EAST LANSING — A ribbon-cutting ceremony Wednesday celebrated a $30,000 gift from the Detroit market research data firm Urban Science in support of the Computer Science and Engineering Capstone Lab at Michigan State University’s College of Engineering. The lab is located in Room 3352 Engineering Building.
MSU engineering dean Leo Kempel, Urban Science global recruiting director Matt Bejin and its CIO, Elizabeth Klee, were joined by MSU Trustee Melanie Foster as they clipped green ribbons to dedicate the facilities.
A gift of $30,000 from Urban Science was used to purchase 12 Apple 27-inch iMacs for the lab. Urban Science previously had donated $30,000 in 2011 for an initial set of 12 Apple 27-inch iMacs. The machines are powerful Apple desktop computers that are able to use virtualization, run Apple’s OS X operating system simultaneously with various versions of Microsoft Windows and Linux.

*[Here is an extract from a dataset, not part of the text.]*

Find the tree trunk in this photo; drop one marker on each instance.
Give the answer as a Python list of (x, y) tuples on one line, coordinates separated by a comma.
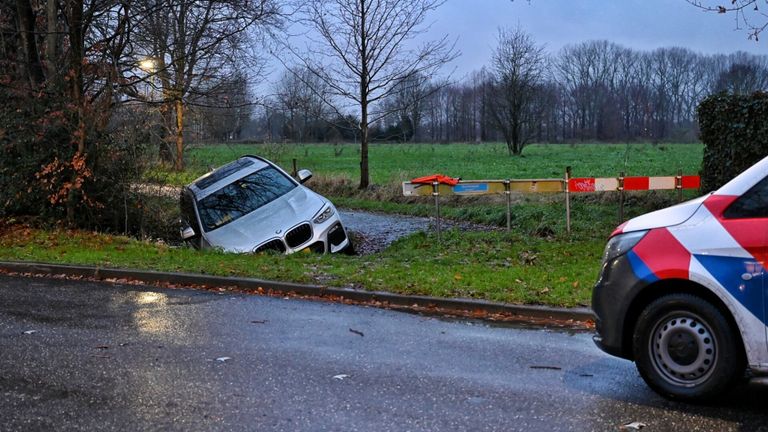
[(76, 54), (364, 174), (51, 38), (26, 22), (179, 105)]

Said Kempel: “Strengthening this lab allows the College of Engineering to help students transition into being career ready graduates. We are grateful for this contribution from Urban Science.”
Added Foster: “As board members, we truly value our relationship with industry but especially with industry based in Michigan. We value the opportunity that our graduates can stay here in Michigan.” She also noted that Urban Science has hired 29 MSU alumni in the last five years, including two recent graduates.

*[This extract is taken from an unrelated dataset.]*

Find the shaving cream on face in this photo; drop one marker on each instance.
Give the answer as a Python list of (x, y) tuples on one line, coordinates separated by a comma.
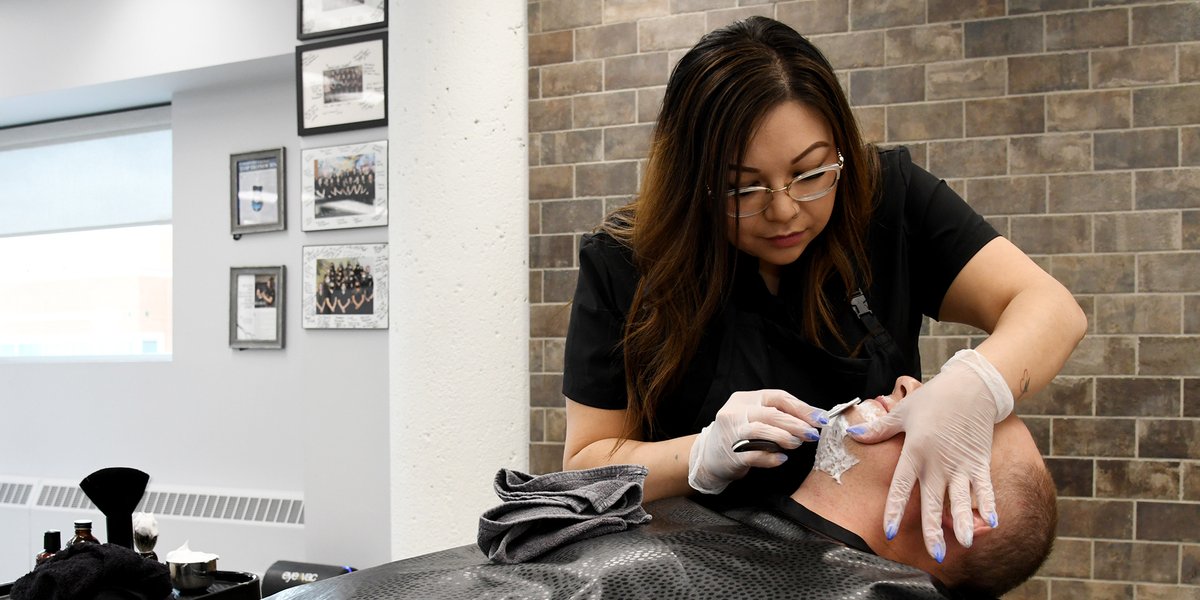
[(832, 456)]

Starting in the fall of 2009, Urban Science has sponsored 13 CSE capstone projects. The fall 2014 project, titled “HR Matters,” is a software tool that enables automobile dealers to assess the key behavioral competencies of their employees to help them develop in their role such as a salesperson or service advisor.
Professor Wayne Dyksen, from the Department of Computer Science and Engineering in the MSU College of Engineering, is the CSE capstone course professor. Dyksen noted that “our partnership with Urban Science helps us provide our students with outstanding computing facilities. In return, MSU provides Urban Science with outstanding computer science graduates.”